Trainer keeps an 18-foot Cobra jet boat on British Columbia’s Fraser River, with a 350 horsepower motor. He’ll sometimes lease larger boats or camp out near a river or lake where he’ll teach up to 70 men and boys at a time how to fly fish.

More than half the group’s clients come from outside Canada, including Australia, Europe and the U.S., where both Trainer and his wife were raised. The ministry is largely supported by private church donations, he says, and costs about $140,000 a year to operate.

Trainer figures about 10 to 15 percent of the guys who go fishing with him “make a commitment” to Jesus Christ without later falling by the wayside. But he doesn’t really count. And he doesn’t push too hard for conversion, wanting the move toward Christian belief to come naturally.

Along with his fishing ministry, Trainer says he likes what he’s heard about another novel manifestation of a male-friendly Christian experience: The Church For Men, in Daytona Beach, Fla.

With no women allowed, The Church for Men meets in a gym, features a rock band and a sports “shot clock” by which the casually attired men can tell whether the preacher is living up to his guarantee of a “one-hour-in-and-out” worship service.

David Murrow, author of “Why Men Hate Going to Church,” says studies show the average U.S. congregation is 61 percent female. Murrow says many men see church-going as soft, uncomfortable, “womanly” behavior.


Although evangelicals such as Trainer have put energy into inventing male-friendly ministries, the lack of men in the pews is a concern for most Christians.

For instance, the moderator of the liberal United Church of Canada, David Giuliano, says his 600,000-member denomination must find creative ways to be more welcoming to men and less judgmental of them.

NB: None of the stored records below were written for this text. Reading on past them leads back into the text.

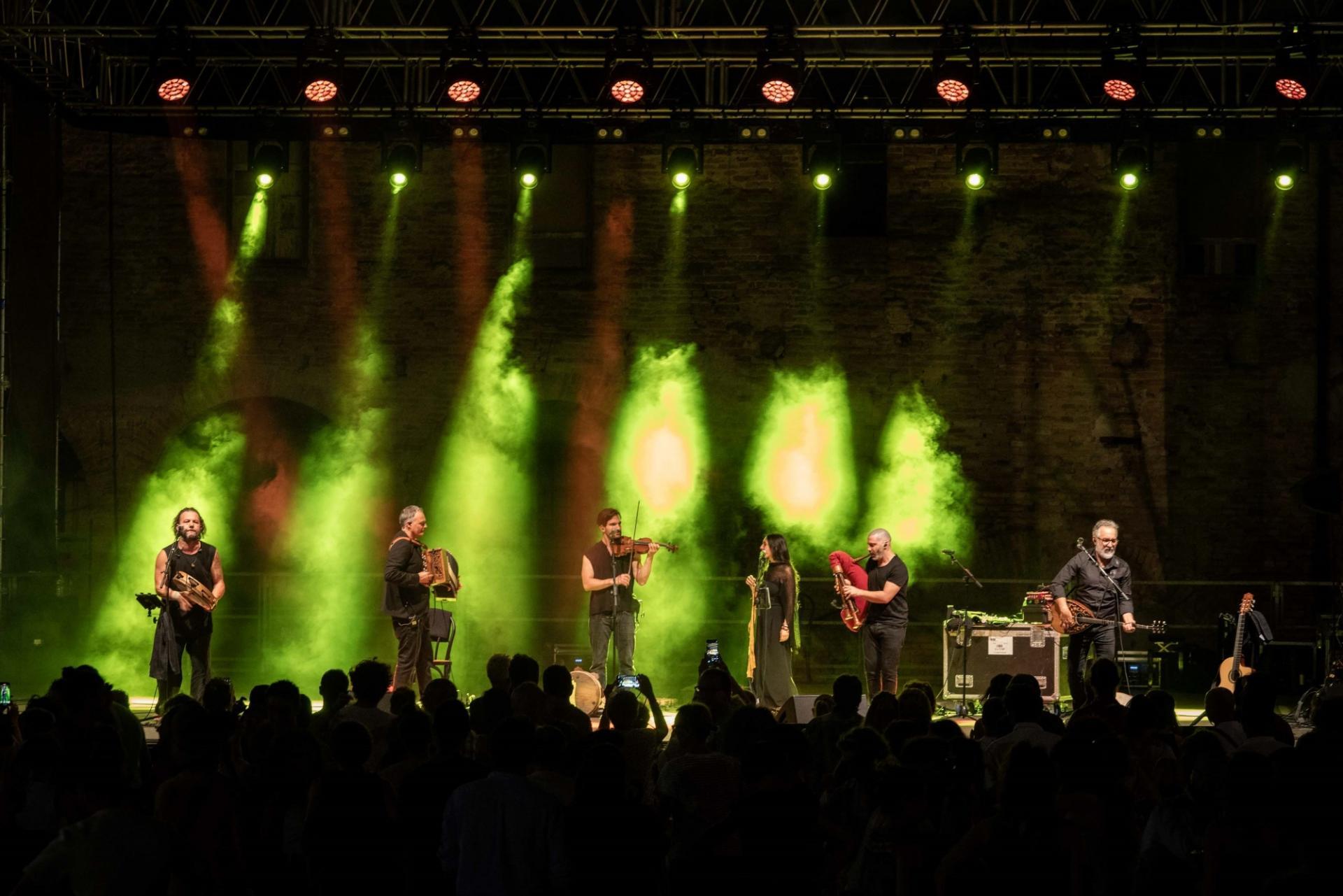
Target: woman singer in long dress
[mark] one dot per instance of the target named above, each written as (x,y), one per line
(772,633)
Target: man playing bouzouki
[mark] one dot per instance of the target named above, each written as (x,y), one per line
(185,624)
(1096,591)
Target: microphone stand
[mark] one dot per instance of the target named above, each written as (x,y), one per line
(966,634)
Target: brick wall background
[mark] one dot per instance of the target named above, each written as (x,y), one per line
(1037,327)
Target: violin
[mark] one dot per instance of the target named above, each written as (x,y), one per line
(626,546)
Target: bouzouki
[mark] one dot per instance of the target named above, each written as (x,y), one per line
(1086,618)
(1232,671)
(853,611)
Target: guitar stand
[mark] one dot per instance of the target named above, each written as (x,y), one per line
(442,630)
(967,632)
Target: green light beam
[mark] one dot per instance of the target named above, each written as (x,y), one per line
(484,485)
(229,319)
(918,490)
(801,468)
(657,462)
(343,474)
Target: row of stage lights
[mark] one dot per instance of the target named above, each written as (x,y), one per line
(779,73)
(975,162)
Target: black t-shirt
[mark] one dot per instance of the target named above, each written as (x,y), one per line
(607,567)
(896,611)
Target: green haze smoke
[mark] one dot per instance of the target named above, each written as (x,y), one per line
(657,468)
(484,481)
(801,468)
(918,490)
(341,477)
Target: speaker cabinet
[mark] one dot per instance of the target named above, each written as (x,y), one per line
(1014,649)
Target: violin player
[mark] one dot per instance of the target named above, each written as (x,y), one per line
(609,576)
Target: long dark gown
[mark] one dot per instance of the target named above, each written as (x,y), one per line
(772,680)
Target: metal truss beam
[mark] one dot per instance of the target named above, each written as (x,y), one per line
(864,58)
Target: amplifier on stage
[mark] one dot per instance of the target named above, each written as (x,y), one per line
(993,649)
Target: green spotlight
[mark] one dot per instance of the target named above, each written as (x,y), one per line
(531,162)
(1130,162)
(402,160)
(976,162)
(823,163)
(1288,162)
(683,164)
(268,162)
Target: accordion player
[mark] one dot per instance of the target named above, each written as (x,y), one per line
(442,566)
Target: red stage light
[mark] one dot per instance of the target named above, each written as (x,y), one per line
(320,90)
(778,90)
(464,90)
(173,89)
(1291,89)
(1119,90)
(954,90)
(626,90)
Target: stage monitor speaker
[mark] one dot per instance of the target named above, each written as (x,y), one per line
(1014,649)
(801,710)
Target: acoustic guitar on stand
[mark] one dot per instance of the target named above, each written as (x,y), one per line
(1232,668)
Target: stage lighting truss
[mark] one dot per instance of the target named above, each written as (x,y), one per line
(268,160)
(629,69)
(1295,73)
(321,66)
(531,160)
(172,66)
(1122,66)
(1130,160)
(976,160)
(465,70)
(1287,163)
(954,80)
(779,67)
(823,160)
(402,157)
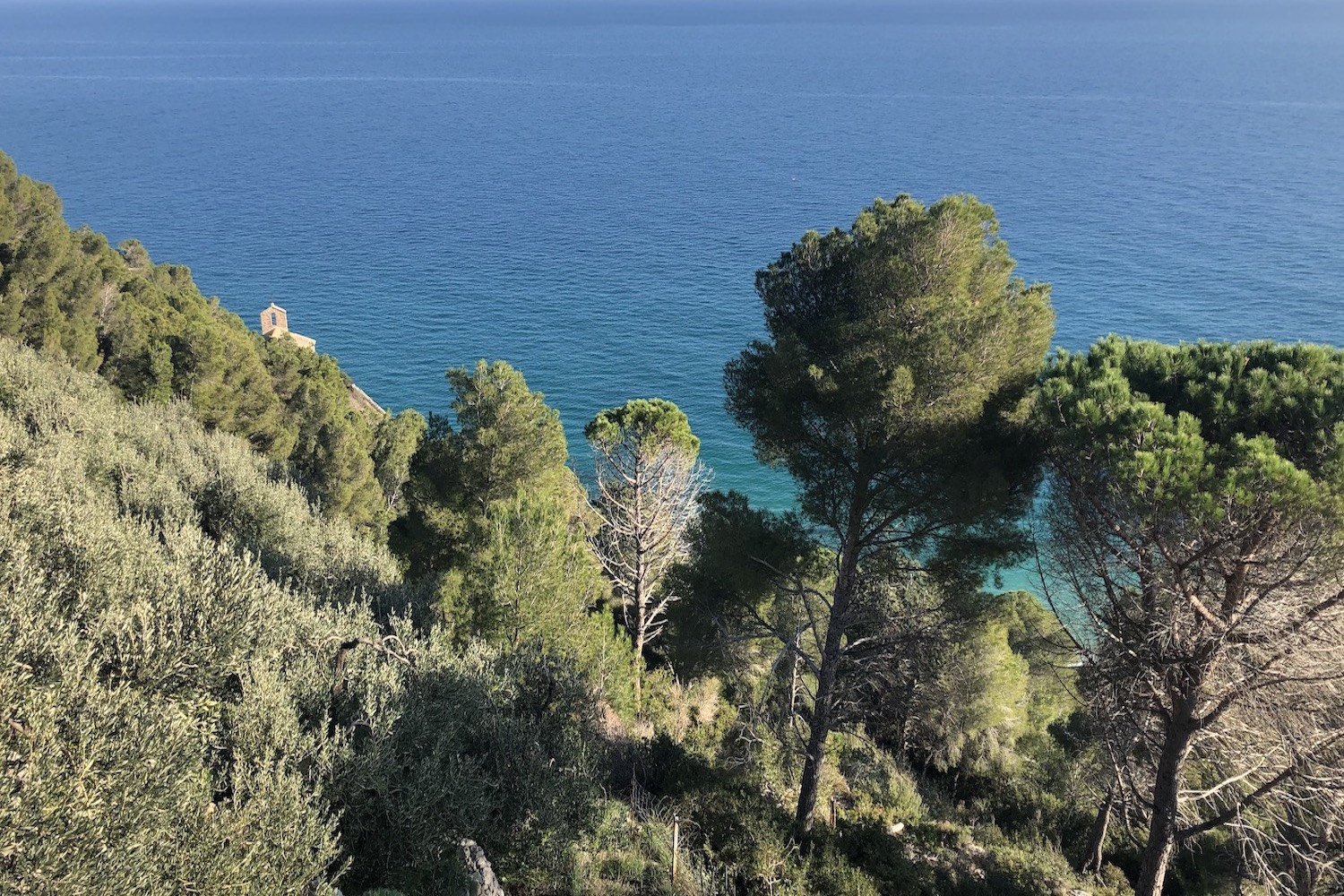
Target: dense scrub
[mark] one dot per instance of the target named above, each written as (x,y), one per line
(257,641)
(147,330)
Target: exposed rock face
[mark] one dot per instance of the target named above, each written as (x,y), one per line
(480,876)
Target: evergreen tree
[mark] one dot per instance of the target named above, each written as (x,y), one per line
(898,352)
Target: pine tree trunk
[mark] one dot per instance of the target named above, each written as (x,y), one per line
(824,704)
(1097,836)
(1161,831)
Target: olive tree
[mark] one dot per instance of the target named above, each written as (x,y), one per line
(898,354)
(1196,543)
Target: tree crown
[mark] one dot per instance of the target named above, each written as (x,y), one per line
(898,352)
(647,425)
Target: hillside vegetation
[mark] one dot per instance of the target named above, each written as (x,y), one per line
(148,331)
(257,641)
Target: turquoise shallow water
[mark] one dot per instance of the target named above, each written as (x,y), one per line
(586,190)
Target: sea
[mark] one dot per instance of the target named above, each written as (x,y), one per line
(586,188)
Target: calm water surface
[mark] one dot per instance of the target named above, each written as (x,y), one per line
(586,191)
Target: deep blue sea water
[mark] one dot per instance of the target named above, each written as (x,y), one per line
(586,190)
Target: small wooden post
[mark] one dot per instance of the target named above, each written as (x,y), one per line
(676,841)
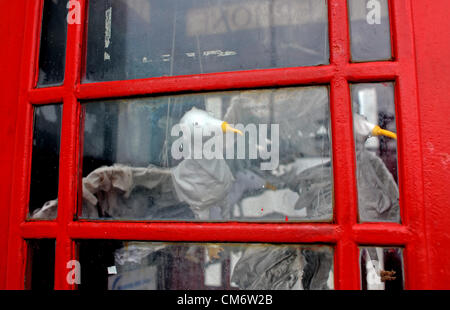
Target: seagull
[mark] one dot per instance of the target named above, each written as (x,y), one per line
(207,186)
(364,128)
(203,183)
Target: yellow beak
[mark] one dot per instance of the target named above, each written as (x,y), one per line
(227,128)
(378,131)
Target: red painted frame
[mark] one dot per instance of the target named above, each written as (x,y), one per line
(345,233)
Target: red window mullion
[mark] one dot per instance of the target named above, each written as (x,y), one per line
(211,232)
(346,268)
(409,148)
(67,196)
(346,234)
(17,256)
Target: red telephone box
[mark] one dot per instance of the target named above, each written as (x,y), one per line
(412,74)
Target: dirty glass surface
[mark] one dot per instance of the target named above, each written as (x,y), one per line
(45,160)
(40,264)
(370,38)
(52,51)
(376,155)
(119,265)
(278,168)
(381,268)
(150,38)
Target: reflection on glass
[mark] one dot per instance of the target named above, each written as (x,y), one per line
(149,38)
(274,166)
(369,30)
(53,43)
(376,151)
(45,161)
(41,264)
(381,268)
(117,265)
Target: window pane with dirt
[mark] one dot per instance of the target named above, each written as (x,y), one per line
(376,152)
(150,38)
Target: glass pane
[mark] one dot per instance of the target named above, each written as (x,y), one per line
(277,167)
(53,43)
(369,30)
(118,265)
(45,161)
(41,264)
(381,268)
(376,151)
(150,38)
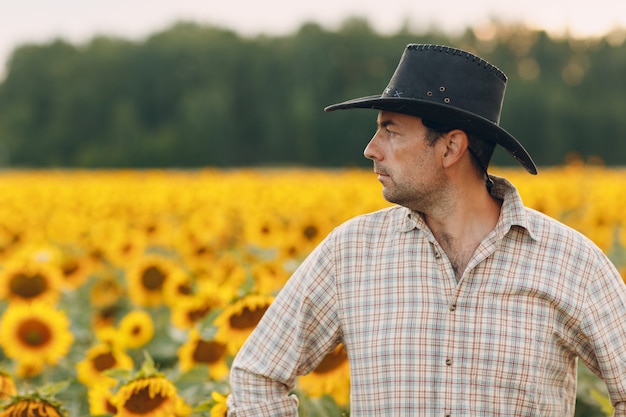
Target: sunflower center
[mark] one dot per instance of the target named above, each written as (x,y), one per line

Even some women agree. “The church has been feminized, says Barbara Trainer, who serves as office manager for International Fishing Ministries. “It appeals to women in that it focuses on emotion and children and coffee. It’s not bold enough for men.”

Strolling along the dock of a marina, Ed Trainer says he never gets preachy out on the open water.

“My conversation is my sermon,” he says.